Deve quindi riconoscere che la guerra porta male anche a coloro che concorrono a prepararla, a fomentarla, a farla durare, anche se dichiara che i loro eredi persistono nella fabbricazione di armi e munizioni, dato il perenne divampare di guerre nel mondo. Nella vigorosa e articolata reprimenda dell’Accusatore vengono, successivamente, coinvolti i fabbricanti di pneumatici, gli allevatori e venditori di muli all’esercito. Accennando alle disumane crudeltà che la guerra comporta, la Voce esclama: “Guai all’alpino che avrebbe visto atterrare da una pallottola il suo mulo! Fosse morto un uomo, non sarebbe stata una perdita per la nazione”. E l’Accusatore commenta amaramente: “Sarebbe stato rimpiazzato da un commilitone dalla penna nera esposto alla medesima sorte. La guerra, già, una strage di adulti innocenti”. Preludio alla convocazione di Enrico Fermi è poi un’esemplificazione storica positiva, quella del genio universale, Leonardo, che non rivelò mai ad alcuno dei Prìncipi che conducevano campagne di guerra l’invenzione di una micidiale macchina d’assalto atta a produrre il totale sfacelo del nemico.

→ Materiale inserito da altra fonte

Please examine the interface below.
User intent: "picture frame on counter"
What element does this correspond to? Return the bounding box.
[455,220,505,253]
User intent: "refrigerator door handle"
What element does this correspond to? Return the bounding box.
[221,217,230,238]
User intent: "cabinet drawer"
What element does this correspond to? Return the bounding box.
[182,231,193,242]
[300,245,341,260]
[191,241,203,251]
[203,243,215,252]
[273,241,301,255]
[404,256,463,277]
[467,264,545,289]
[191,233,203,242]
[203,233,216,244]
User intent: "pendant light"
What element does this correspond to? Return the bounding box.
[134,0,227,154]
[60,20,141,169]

A Fermi, insignito del Nobel per la fisica nucleare nel 1938, e ai Ragazzi di via Panisperna, l’Accusatore imputa il brevetto n.ro 324458, embrione di mala scienza che partorì negli Stati Uniti proliferazioni atomiche responsabili di immani disastri, che vengono rievocati con un impressionante crescendo di realismo e di orrore. E gli chiede di dichiarare quanto pesa nella sua bilancia il valore di una vita umana. “Non ha peso” è la cinica risposta. “È come un albero, una casa, una baracca. Non c’è differenza tra loro”. Sotto il peso della gravi contestazioni dell’Accusatore, che accusa lui e gli altri tre scienziati a cui era stato affidato il progetto Manhattan (Oppenheimer, Lawrence e Compton) di aver forzato la mano ai responsabili perché la bomba atomica fosse usata contro il Giappone senza preavviso e in due luoghi diversi, crollano le fragili impalcature difensive e i luoghi comuni o i balbettii pretestuosi delle varie Voci. Solo l’ultimo interlocutore, Albert Einstein, pronuncia parole edificanti, ricordando di aver predicato, con Albert Schweitzer e Bertrand Russel, il divieto di test e sperimentazioni atomiche, di essersi opposto, nell’estate del 1945, al bombardamento del Giappone, di avere poi proposto il disarmo nucleare, di avere sempre sentito viva “la figura di Gesù”, di non aver mai indossato una divisa, e affermando che conta la famiglia, contano i figli, conta l’amore per la donna. Risplende, così, la luce abbagliante di verità che dissipa le tenebre di un malcostume alieno da ogni preoccupazione etica. Donde l’approdo conclusivo dell’Accusatore alla serenità nell’ascoltare la lezione redentiva di un sapiente della terra, di un giusto che annunzia primario il rispetto della vita, a prescindere dal colore della pelle, dalla fede religiosa, dalla lingua.

Parole drammaticamente attuali, che configurano un kèrigma irenico e umanitario vigoroso e perentorio, rivolto soprattutto agli scienziati, ai reggitori di popoli, ai potenti della terra. Un testo, dunque, il cui tono profetico con l’altissima tensione apocalittica della scrittura richiama quello che Raffaele Bussi, uno dei più acuti esegeti dell’autore di Prete Salvatico, considera il messaggio finale di Pasquale Maffeo (riportato nel risvolto di copertina): “E l’umanità? Per rinsavire, bisogna che subito prenda coscienza dei propri mali. Per sanare i mali, bisogna che subito converta in ordine i disordini, smetta le offese e le dissipazioni, accetti il peso delle giornate, faccia nascere il bene dal dolore, o l’ingovernabile fiume romperà gli argini e coprirà la terra dei vivi e la memoria dei morti.